A man left paralysed following "misleading" advice by an A&E receptionist will receive damages after winning a landmark ruling.
Michael Darnley was wrongly told he faced a five-hour wait for a head injury at the Mayday Hospital in Croydon, south London, in May 2010.
He went home and suffered a bleed on the brain which left him with left-sided paralysis.
The Supreme Court ruled the giving of such information to be "negligent".
Mr Darnley's solicitor, Deborah Blythe, said this was the first case involving compensation for an injury caused by a receptionist giving misleading information at A&E.
Mr Darnley was struck over the back of the head by an unknown attacker and was taken to the hospital by a friend.
He told an A&E receptionist he was worried he had a head injury and needed urgent attention, but she told him to sit down and said he would have to wait up to five hours to be seen by a doctor.

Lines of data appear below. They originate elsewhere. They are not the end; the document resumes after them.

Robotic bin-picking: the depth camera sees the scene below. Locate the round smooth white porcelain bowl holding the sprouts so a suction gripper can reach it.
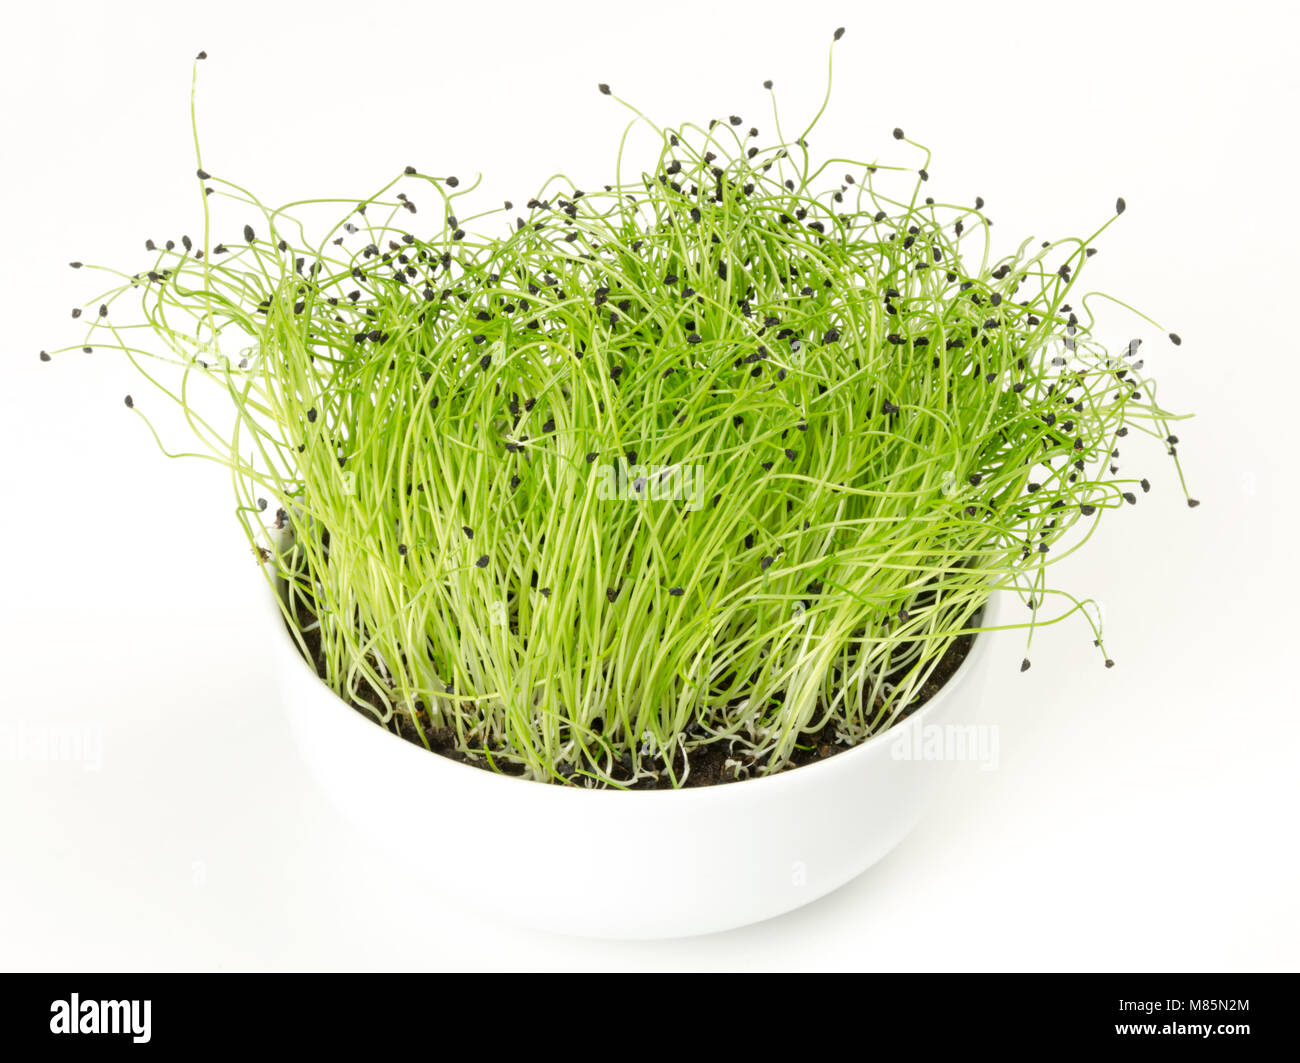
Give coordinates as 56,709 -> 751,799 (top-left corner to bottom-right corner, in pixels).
272,595 -> 998,938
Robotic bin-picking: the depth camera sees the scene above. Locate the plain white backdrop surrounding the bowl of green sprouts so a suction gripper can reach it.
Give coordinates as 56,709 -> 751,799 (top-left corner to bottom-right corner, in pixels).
0,0 -> 1300,969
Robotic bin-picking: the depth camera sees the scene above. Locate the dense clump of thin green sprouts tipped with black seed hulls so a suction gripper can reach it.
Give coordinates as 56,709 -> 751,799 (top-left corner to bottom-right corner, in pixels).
50,35 -> 1195,785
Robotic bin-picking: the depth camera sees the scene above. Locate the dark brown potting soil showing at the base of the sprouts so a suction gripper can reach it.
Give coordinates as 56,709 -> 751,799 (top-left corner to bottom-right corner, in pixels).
287,605 -> 975,790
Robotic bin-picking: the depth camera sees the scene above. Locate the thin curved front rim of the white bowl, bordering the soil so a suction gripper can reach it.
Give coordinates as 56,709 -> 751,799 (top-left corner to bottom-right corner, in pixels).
267,579 -> 1005,803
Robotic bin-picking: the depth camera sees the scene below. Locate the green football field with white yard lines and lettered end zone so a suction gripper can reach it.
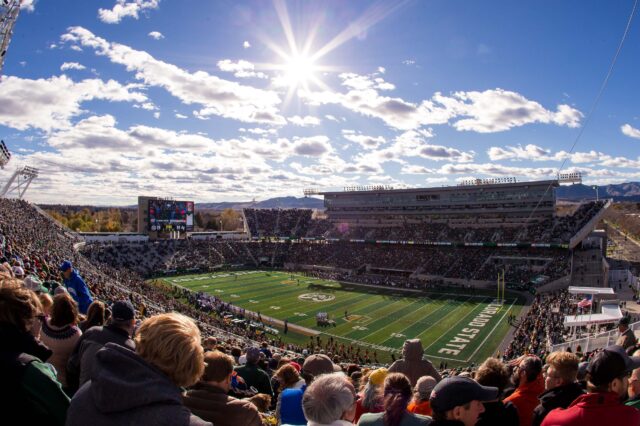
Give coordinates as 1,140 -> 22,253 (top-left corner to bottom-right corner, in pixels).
164,271 -> 524,366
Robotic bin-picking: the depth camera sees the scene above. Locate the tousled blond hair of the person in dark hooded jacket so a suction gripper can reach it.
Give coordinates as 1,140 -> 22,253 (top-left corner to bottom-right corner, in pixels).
135,312 -> 204,386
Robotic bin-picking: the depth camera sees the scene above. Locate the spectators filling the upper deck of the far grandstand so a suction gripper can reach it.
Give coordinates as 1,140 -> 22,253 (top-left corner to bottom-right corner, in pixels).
244,201 -> 605,244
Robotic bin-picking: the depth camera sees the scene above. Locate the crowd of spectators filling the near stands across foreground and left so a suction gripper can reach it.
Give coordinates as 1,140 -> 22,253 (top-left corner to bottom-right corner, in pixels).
0,199 -> 640,426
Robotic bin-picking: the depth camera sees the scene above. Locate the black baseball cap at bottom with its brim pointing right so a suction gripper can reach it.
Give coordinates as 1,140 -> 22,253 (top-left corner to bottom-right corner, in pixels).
429,376 -> 499,413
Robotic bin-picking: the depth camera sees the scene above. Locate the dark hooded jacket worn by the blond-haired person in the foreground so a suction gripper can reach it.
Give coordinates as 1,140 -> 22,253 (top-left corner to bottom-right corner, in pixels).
67,343 -> 211,426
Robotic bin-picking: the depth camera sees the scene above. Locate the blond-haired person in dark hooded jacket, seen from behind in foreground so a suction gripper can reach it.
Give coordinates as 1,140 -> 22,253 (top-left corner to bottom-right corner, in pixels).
67,313 -> 211,426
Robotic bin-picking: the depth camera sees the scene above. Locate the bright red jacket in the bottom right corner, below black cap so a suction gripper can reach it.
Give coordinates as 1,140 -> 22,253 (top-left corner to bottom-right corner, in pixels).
542,392 -> 640,426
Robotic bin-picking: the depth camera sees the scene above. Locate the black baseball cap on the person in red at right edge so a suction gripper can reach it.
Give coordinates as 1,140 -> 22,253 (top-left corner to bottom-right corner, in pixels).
587,345 -> 640,386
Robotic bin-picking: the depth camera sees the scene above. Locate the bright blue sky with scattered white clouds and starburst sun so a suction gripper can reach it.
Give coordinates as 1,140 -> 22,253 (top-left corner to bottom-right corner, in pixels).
0,0 -> 640,205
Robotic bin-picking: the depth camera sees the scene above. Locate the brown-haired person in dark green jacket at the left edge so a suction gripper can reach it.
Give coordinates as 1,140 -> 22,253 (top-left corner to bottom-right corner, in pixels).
0,283 -> 69,426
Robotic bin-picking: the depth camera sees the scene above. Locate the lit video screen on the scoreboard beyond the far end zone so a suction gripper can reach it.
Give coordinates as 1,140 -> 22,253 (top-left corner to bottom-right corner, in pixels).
149,200 -> 194,232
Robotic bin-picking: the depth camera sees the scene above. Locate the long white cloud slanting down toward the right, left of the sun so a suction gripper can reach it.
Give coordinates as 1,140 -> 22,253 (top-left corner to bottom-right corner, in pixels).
62,27 -> 286,125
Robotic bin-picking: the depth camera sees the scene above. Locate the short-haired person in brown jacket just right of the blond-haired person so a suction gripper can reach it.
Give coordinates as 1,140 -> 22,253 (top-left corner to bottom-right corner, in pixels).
183,351 -> 262,426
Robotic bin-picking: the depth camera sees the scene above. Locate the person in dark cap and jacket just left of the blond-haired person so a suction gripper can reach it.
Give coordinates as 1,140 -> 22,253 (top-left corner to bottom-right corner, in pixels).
67,300 -> 136,393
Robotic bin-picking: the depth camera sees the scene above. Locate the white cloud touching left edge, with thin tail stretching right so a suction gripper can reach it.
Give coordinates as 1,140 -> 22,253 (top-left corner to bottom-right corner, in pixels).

After 19 minutes, he left the hospital because he felt too unwell and wanted to go home so he could take painkillers.
Within an hour of returning home, he collapsed and was rushed back to the hospital by ambulance before being transferred to another hospital, where he underwent emergency surgery.
Despite rejecting his original case, the High Court judge found Mr Darnley would have made a "very near full recovery" had he still been at the Mayday Hospital when he collapsed.
'Entitled to payout'
His claim was later upheld by the Court of Appeal. Five Supreme Court justices have now unanimously ruled that he is entitled to compensation.
Announcing the court's decision on Wednesday, Lord Lloyd-Jones admitted the pressures on medical staff were "enormous", but concluded: "It is not unreasonable to require receptionists to take reasonable care not to provide misleading information as to the likely availability of medical assistance."
He added that the "provision of such misleading information [...] was negligent".
The amount of damages will be assessed by the High Court at a later date.